Norwegian offshore vessel owner Eidesvik and Finland-based marine equipment manufacturer Wartsila are going to convert an offshore supply vessel (OSV) to operate with an ammonia-fuelled combustion engine with the required fuel supply and safety system.
"This project will be the first of its kind ever in the world and has a provisional completion target by the end of 2023," Wärtsilä said.
The offshore vessel considered for a retrofit currently has Wärtsilä dual-fuel engines operating primarily with LNG fuel. The conversion will allow the vessel to operate with a 70 percent ammonia blend. Wärtsilä has already successfully laboratory tested an engine fuelled with a 70 percent ammonia blend. The ultimate goal is to achieve operation with 100 percent ammonia and with a minimum ignition fuel requirement.
"As a fuel, ammonia has the potential to drastically reduce emissions of CO2. Both Wärtsilä and Eidesvik have stated their commitment to supporting the industry’s efforts to decarbonize its operations," the two companies said.
"Using ammonia as a fuel is seen as a key future contributor to shipping’s energy transition, and we’re excited to be the first offshore shipowner taking this step.
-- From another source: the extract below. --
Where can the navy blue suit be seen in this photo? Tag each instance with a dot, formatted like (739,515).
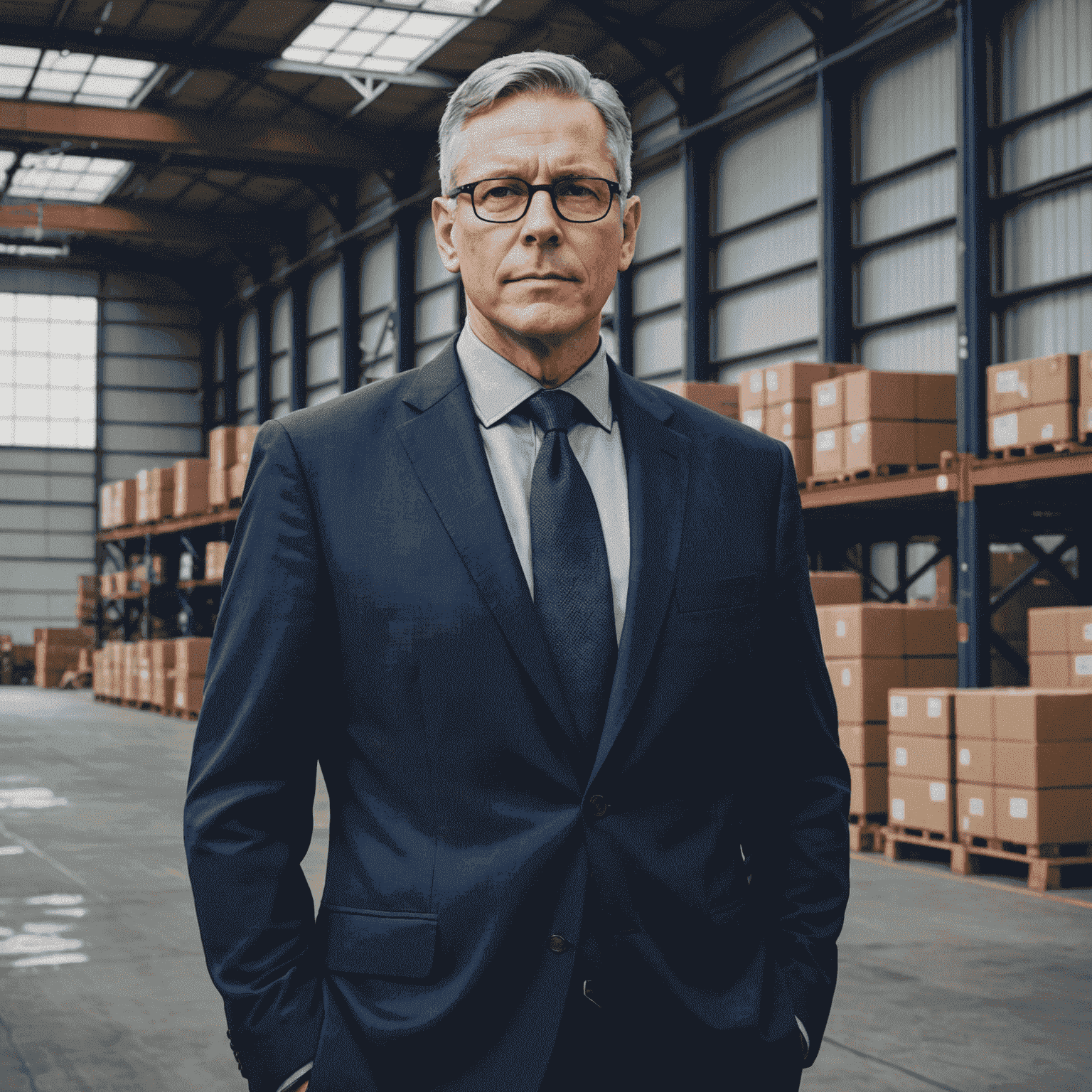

This project is yet another confirmation of our strong reputation as a pioneer in implementing new environmental technologies in both newbuilds and the existing fleet,” said Eidesvik CEO & President, Jan Fredrik Meling.
“Collaborating with Eidesvik on this groundbreaking project is an exciting and important step towards carbon-free shipping. Naturally, we are also working with classification societies on measures to ensure safe and environmentally sustainable use. We are already well advanced in the development of ammonia as a viable marine fuel, and are actively working on other future carbon-free fuels as well. Our strong in-house competencies are very much being utilized to support our commitment to decarbonizing shipping,” said Hans Petter Nesse, Managing Director of Wärtsilä Norway.
Apart from this ammonia project, Eidesvik has been using LNG fuel in its offshore vessel fleet from as early as 2003, and fuel cells from 2006.
The company has also recently entered a project with Aker BP called 'Retrofit' to evaluate various solutions for converting existing supply vessels to low-emission units and with the goal of reducing emissions by "at least 70 percent."
Eidesvik has said it believes that to achieve the industry’s decarbonization targets, not only newbuilds will need to have the appropriate technologies, but existing vessels must also be retrofitted accordingly. Furthermore, prolonging the life of existing assets requires less capital and is less energy-intensive than building new ones, Eidesvik has said.
Also, Wärtsilä and Eidesvik are also partners in the EU-funded ShipFC project to equip a platform supply vessel, the Viking Energy vessel with a 2MW fuel cell running on green ammonia. The installation is scheduled to take place in late 2023.
This ammonia conversion project also ties in with one of the ongoing work streams of the Wärtsilä-led Zero Emissions Energy Distribution at Sea (ZEEDS) project, aimed at developing ammonia-powered newbuilds and converting suitable existing vessels.